Instructing 18-in-class hours per week this summer has borne itself into a rather exhausting prospect, one which has left me drained and on many an evening and with very little creativity left over. Yet (and in the spirit of keeping you distracted while I get away with teaching something) I have still been able to write a few poems such as this one:
Old Sugar:
By the time
the sofa
Was in
place we realized
That the
walls needed a
Fresh coat
of white
Where the
brick had
Been lain,
crevasses
Between
them with grey
Mortar,
mold and bright
Reflections
we’d
Dreamt of
back in
2006 when
we thought
In a year
we’d buy easy
A dozen
drywall slats
To cover up
the brick,
Now that we
haven’t
Done even
that nor I
Had thought
a couch
Would end
up in the
Office
where I could
Possibly
nap or write
Hopeless to
stop.

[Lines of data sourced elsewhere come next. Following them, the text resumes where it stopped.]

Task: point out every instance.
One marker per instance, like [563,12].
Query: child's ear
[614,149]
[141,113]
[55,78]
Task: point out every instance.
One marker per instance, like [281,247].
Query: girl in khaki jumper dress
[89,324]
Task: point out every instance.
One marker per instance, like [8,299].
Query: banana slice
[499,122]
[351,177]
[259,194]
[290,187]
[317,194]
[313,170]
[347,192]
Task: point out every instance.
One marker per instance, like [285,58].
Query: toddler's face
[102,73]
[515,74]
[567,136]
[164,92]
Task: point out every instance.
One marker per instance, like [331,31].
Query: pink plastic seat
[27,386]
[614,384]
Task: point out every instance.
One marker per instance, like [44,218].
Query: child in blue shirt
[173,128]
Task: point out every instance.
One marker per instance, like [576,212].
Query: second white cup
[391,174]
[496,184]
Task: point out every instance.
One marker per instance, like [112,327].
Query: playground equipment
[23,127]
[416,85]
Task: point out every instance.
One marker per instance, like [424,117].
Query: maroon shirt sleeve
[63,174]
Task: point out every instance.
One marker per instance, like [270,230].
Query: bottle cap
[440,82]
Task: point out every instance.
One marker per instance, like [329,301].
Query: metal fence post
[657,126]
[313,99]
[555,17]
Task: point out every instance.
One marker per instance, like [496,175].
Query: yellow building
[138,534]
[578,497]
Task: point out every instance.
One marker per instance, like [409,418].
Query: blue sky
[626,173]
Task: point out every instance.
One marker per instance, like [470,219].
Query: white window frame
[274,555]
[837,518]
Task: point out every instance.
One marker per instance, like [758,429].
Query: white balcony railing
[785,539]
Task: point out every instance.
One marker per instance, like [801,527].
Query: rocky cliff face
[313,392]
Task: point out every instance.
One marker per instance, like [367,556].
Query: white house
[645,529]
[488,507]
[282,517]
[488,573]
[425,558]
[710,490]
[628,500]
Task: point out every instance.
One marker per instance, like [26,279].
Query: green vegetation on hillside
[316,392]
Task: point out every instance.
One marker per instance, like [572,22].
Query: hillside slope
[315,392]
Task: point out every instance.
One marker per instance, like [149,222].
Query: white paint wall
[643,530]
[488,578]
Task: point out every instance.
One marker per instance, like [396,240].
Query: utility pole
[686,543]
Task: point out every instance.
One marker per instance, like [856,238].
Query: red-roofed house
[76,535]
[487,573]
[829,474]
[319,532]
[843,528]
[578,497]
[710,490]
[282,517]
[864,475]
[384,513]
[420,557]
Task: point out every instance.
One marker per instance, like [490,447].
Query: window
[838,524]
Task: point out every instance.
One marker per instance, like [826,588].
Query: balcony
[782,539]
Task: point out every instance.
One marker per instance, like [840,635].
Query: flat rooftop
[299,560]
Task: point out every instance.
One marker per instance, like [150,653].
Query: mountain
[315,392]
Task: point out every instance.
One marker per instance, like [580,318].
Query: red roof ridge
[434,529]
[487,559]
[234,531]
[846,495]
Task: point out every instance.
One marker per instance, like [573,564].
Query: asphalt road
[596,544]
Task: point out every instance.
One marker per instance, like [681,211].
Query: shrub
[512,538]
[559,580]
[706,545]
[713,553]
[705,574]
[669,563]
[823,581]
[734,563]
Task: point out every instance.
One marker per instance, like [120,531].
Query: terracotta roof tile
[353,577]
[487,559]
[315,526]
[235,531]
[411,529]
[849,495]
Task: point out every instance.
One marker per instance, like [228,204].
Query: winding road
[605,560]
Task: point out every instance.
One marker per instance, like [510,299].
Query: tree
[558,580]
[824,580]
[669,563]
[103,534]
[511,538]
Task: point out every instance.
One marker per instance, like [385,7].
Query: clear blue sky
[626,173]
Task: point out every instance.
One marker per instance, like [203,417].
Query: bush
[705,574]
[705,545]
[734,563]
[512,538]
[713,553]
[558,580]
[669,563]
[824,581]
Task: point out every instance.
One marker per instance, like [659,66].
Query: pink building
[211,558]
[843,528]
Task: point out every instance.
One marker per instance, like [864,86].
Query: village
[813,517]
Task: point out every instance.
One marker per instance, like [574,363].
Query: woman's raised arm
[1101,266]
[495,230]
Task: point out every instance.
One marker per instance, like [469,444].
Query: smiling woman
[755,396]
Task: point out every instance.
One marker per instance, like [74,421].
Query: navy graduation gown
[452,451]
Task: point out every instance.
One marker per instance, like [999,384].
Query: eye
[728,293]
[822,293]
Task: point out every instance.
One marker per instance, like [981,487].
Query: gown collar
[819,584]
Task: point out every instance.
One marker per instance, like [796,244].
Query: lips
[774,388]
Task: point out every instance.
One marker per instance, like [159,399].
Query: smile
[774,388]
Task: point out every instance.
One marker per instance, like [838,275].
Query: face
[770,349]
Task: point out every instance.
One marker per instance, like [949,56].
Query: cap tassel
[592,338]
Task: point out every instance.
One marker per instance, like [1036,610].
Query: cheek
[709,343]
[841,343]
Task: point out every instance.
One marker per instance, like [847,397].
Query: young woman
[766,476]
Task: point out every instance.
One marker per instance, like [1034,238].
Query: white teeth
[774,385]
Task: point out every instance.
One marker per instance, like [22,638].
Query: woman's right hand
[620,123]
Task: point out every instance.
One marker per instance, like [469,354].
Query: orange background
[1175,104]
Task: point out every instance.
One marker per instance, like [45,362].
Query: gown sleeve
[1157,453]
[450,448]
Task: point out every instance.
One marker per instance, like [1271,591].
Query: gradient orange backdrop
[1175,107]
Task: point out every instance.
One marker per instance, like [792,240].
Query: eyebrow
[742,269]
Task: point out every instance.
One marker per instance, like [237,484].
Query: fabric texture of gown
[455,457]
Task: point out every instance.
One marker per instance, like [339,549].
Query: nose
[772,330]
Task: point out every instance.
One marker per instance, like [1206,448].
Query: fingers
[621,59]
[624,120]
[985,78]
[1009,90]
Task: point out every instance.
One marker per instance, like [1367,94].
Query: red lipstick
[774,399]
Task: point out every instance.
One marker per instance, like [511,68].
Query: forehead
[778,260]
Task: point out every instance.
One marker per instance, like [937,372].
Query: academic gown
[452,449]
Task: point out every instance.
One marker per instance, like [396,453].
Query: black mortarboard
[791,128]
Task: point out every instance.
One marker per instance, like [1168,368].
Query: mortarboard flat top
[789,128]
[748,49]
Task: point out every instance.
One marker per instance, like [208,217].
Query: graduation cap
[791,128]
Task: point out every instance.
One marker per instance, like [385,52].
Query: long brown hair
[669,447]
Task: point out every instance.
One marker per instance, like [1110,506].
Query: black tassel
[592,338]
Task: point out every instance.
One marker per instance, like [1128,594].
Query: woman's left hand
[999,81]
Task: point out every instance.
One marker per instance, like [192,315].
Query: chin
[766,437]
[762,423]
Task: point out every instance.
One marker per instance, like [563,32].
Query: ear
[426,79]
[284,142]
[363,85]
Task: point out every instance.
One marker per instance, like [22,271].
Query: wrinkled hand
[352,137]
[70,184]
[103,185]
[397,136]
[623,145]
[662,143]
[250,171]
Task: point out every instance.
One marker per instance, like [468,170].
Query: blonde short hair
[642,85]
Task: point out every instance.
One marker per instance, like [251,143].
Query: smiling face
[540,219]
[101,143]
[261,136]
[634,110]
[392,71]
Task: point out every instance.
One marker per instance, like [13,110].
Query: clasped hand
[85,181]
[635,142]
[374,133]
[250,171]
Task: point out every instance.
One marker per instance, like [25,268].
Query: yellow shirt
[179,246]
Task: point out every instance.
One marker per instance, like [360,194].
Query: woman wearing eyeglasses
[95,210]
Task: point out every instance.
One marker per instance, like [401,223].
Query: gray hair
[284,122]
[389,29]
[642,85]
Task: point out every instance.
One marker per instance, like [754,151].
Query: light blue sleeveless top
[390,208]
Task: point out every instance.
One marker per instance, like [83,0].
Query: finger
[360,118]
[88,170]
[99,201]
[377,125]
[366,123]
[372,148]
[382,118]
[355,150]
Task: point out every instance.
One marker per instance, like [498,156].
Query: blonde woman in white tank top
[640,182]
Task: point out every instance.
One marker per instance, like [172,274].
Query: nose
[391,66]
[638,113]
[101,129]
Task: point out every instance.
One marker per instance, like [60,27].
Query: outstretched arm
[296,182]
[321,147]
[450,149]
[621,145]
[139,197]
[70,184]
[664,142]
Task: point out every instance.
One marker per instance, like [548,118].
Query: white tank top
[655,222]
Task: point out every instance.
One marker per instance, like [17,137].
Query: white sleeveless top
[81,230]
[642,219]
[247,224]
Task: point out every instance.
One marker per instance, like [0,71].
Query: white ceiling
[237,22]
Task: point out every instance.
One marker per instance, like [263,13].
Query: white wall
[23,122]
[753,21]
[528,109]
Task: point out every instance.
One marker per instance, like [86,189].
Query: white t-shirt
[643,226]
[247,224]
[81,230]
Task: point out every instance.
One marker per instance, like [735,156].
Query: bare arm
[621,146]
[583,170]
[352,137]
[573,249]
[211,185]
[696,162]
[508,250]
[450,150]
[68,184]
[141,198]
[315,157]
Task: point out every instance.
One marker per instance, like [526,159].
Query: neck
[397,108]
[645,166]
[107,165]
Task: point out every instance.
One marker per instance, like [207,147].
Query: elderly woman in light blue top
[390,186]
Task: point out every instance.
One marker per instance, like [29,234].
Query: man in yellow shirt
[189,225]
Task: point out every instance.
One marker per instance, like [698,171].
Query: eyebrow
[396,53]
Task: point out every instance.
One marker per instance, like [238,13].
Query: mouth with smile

Now
While
everyone sleeps
The place
has realized
Its fragile
and balmy night.
25 / V /
2014, midnight
It actually is not such a bad set of verses (if I do say so myself), referring mostly to what I had meant to say in the paragraphs above. It also encompasses the essence of true teaching (again, not instruction or facilitation, that's for my university students). To whom we may assign the title of "professor" in this case is still up for grabs. In which direction your spirit may wish to wane this evening is as well.